Une autre interprétation est qu’il s’agissait d’un risque calculé de la part des États-Unis pour réveiller l’Afrique du Sud et permettre un rééquilibrage des relations. En effet, le ton et le langage utilisés par Brigety au cours de la conférence ont indiqué que les États-Unis ne prendraient plus de gants dans leur relation avec l’Afrique du Sud. Jusqu’à présent, Washington s’était largement accommodé de la position de Pretoria malgré son manque d’alignement sur les États-Unis.
Selon Peter Attard Montalto d’Intellidex, la conviction selon laquelle l’Afrique du Sud serait trop importante sur le plan stratégique pour être contrariée de peur de la pousser vers la Chine et la Russie a influencé l’approche des États-Unis dans ses relations avec l’Afrique du Sud.
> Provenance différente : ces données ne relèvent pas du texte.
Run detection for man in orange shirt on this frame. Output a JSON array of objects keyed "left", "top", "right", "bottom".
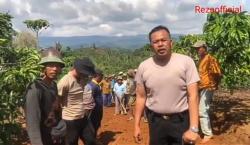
[{"left": 193, "top": 41, "right": 222, "bottom": 143}]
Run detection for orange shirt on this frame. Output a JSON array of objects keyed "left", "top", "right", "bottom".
[{"left": 199, "top": 54, "right": 222, "bottom": 90}]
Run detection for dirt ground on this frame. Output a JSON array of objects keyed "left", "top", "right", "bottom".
[{"left": 17, "top": 90, "right": 250, "bottom": 145}]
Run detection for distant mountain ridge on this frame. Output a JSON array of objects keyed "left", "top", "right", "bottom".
[{"left": 39, "top": 34, "right": 181, "bottom": 49}]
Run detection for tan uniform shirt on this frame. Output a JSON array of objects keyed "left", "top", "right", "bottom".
[{"left": 135, "top": 53, "right": 199, "bottom": 114}]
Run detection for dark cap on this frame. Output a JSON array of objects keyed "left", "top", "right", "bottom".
[
  {"left": 95, "top": 68, "right": 103, "bottom": 75},
  {"left": 74, "top": 57, "right": 95, "bottom": 75}
]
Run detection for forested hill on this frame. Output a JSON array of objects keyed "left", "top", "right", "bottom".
[{"left": 39, "top": 34, "right": 181, "bottom": 49}]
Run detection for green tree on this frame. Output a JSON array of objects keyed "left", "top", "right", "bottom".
[
  {"left": 13, "top": 32, "right": 37, "bottom": 48},
  {"left": 0, "top": 13, "right": 14, "bottom": 46},
  {"left": 24, "top": 19, "right": 50, "bottom": 47},
  {"left": 0, "top": 13, "right": 15, "bottom": 66},
  {"left": 203, "top": 12, "right": 250, "bottom": 88}
]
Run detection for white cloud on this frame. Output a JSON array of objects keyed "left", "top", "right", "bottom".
[
  {"left": 99, "top": 24, "right": 112, "bottom": 32},
  {"left": 0, "top": 0, "right": 250, "bottom": 36}
]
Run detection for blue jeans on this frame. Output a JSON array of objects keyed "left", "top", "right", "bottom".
[{"left": 199, "top": 89, "right": 214, "bottom": 136}]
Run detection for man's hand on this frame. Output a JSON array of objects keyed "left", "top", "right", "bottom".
[
  {"left": 182, "top": 130, "right": 199, "bottom": 144},
  {"left": 134, "top": 127, "right": 142, "bottom": 144}
]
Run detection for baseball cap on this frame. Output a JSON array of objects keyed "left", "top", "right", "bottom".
[{"left": 193, "top": 40, "right": 207, "bottom": 48}]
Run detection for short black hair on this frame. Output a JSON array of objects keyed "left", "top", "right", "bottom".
[{"left": 148, "top": 25, "right": 171, "bottom": 42}]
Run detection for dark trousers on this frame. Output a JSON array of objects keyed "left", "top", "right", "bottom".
[
  {"left": 146, "top": 109, "right": 193, "bottom": 145},
  {"left": 65, "top": 117, "right": 95, "bottom": 145},
  {"left": 41, "top": 126, "right": 65, "bottom": 145},
  {"left": 90, "top": 104, "right": 103, "bottom": 137}
]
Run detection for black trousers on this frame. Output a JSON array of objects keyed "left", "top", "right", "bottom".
[
  {"left": 90, "top": 104, "right": 103, "bottom": 136},
  {"left": 40, "top": 125, "right": 65, "bottom": 145},
  {"left": 65, "top": 116, "right": 96, "bottom": 145},
  {"left": 146, "top": 109, "right": 193, "bottom": 145}
]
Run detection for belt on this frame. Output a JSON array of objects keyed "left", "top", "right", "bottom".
[{"left": 148, "top": 109, "right": 188, "bottom": 120}]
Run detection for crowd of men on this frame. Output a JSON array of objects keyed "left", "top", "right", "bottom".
[{"left": 25, "top": 26, "right": 221, "bottom": 145}]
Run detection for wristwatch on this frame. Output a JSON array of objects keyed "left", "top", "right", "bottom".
[{"left": 190, "top": 126, "right": 199, "bottom": 133}]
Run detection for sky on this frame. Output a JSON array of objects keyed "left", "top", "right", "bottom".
[{"left": 0, "top": 0, "right": 250, "bottom": 36}]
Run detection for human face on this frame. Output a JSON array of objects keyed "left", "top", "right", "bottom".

Pressentant désormais une menace pour leurs intérêts sécuritaires, les États-Unis exercent leur puissance économique et diplomatique.
Toutefois, si l’intention était de provoquer une réaction, il pourrait s’agir là aussi d’un mauvais calcul. Les États-Unis ne se sont guère couverts de gloire avec cette approche déstabilisatrice, s’attirant des critiques pour leurs tactiques d’intimidation et leur arrogance. Compte tenu de l’impact économique de ces accusations, cela pourrait se révéler désastreux en termes de communication pour Washington si les preuves ne se concrétisent pas, déclare Priyal Singh, chercheur principal à l’Institut d’études de sécurité.
Le sommet Russie-Afrique de juillet et le sommet des BRICS (Brésil, Russie, Inde, Chine, Afrique du Sud) d’août devraient être le point d’orgue de ces discussions. Ce dernier pourrait voir le président russe Vladimir Poutine — recherché par la Cour pénale internationale — se rendre en Afrique du Sud. À ce moment-là, les États-Unis pourraient décider d’appliquer davantage le « bâton » que la « carotte ».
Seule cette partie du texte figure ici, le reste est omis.